Genome-wide association studies (GWAS) are designed to find associations
between genomic variants and a phenotype, usually a complex multifactorial disease.
The idea for association studies in a large cohort was floated after linkage analysis,
which proved extremely successful in the identification of causative genes for rare
disorders, but it did not come up to expectations in the case of common complex
disorders where causative alleles are less frequently aggregated in families. Ever since
their advent in 2005, GWAS have transformed gene identification ventures in complex
disease genetics over the past fifteen years, giving rise to several powerful associations
for complex traits and disorders. Association studies are based on the “common disease
common variant” hypothesis which assumes that genomic variation with low
penetrance and high population frequency are involved in the causation of common
complex disorders.

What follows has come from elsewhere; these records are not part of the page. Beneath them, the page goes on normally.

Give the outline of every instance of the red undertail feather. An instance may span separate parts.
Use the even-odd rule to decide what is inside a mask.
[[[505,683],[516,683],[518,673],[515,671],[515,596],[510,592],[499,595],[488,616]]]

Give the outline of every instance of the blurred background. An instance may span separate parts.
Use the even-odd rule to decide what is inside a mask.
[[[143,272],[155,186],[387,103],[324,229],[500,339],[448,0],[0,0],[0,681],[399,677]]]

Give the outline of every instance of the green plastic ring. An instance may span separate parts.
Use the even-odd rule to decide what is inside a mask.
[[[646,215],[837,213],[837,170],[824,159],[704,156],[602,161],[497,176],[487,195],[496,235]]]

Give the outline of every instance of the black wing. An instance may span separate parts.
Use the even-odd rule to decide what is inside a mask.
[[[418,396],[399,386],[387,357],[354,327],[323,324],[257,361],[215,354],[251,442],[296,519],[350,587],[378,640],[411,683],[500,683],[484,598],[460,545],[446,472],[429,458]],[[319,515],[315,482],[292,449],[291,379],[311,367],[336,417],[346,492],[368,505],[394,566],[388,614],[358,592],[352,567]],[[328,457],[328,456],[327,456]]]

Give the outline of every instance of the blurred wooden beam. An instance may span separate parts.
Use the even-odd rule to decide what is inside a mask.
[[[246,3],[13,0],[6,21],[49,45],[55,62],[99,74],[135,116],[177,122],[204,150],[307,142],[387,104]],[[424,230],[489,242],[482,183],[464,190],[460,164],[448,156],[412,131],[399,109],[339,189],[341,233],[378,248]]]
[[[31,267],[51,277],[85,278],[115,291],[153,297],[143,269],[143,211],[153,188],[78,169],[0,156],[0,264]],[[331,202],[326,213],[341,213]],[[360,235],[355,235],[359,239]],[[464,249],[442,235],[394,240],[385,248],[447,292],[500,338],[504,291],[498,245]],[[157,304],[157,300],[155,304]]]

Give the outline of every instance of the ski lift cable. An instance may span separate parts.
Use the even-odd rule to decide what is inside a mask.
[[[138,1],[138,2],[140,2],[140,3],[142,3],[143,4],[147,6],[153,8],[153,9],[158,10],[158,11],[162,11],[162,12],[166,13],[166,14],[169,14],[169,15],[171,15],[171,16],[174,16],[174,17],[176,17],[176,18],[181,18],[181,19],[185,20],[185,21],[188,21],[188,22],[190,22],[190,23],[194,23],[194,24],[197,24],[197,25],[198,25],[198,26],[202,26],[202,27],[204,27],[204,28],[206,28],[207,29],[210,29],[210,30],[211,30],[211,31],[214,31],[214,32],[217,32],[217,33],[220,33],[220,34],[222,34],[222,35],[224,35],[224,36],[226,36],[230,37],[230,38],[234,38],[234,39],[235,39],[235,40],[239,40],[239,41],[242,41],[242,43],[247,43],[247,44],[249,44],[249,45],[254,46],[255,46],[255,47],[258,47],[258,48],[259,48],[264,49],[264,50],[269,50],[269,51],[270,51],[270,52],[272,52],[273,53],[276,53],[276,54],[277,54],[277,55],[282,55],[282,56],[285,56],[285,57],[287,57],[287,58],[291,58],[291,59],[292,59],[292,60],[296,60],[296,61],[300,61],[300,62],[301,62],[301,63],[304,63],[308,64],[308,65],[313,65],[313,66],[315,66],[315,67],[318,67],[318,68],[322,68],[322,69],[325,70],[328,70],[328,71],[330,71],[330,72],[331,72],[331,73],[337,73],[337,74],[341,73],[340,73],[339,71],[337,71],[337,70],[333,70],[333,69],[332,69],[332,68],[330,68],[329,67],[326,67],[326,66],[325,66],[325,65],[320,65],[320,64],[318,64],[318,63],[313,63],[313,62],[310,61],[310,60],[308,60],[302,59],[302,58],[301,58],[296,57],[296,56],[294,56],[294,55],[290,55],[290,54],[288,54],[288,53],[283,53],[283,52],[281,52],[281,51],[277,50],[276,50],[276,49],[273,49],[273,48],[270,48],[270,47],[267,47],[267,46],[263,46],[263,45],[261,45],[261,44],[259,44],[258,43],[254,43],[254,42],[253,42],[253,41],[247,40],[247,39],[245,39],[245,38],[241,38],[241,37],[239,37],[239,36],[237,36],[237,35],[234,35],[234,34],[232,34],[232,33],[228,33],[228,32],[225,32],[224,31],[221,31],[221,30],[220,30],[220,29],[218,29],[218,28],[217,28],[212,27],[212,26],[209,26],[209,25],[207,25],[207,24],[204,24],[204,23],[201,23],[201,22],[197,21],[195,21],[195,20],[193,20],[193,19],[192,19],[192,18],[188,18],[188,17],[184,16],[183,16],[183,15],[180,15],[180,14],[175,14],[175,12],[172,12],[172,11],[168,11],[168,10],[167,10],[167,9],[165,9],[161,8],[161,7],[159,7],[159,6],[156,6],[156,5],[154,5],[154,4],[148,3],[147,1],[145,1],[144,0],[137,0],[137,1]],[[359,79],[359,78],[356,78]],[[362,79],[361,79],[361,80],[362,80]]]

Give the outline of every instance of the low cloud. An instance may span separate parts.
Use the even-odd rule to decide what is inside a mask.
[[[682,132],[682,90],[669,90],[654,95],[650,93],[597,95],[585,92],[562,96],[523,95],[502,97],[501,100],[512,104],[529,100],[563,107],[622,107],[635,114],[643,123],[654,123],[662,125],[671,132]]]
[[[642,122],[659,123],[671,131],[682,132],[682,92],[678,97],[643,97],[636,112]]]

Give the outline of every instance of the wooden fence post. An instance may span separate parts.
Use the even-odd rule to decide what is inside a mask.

Although GWAS, complemented with the downstream functional
assessment of the variants, have been successful in identifying novel disease-causing
genes and biological mechanisms, the field has also received intense criticism over the
years, especially its failure in tracing the so-called ‘missing heritability’. Therefore,
further functional studies are mandatory to precisely establish a link between risk
alleles and a phenotype. This chapter broadly covers an introduction of GWAS, their
successes and limitations, and various important factors affecting the design and
results, followed by challenges in the post-GWAS era.
Keywords: Genome-wide Association Studies, Linkage Disequilibrium, Multifactorial Diseases, Missing Heritability, SNPs, WGS.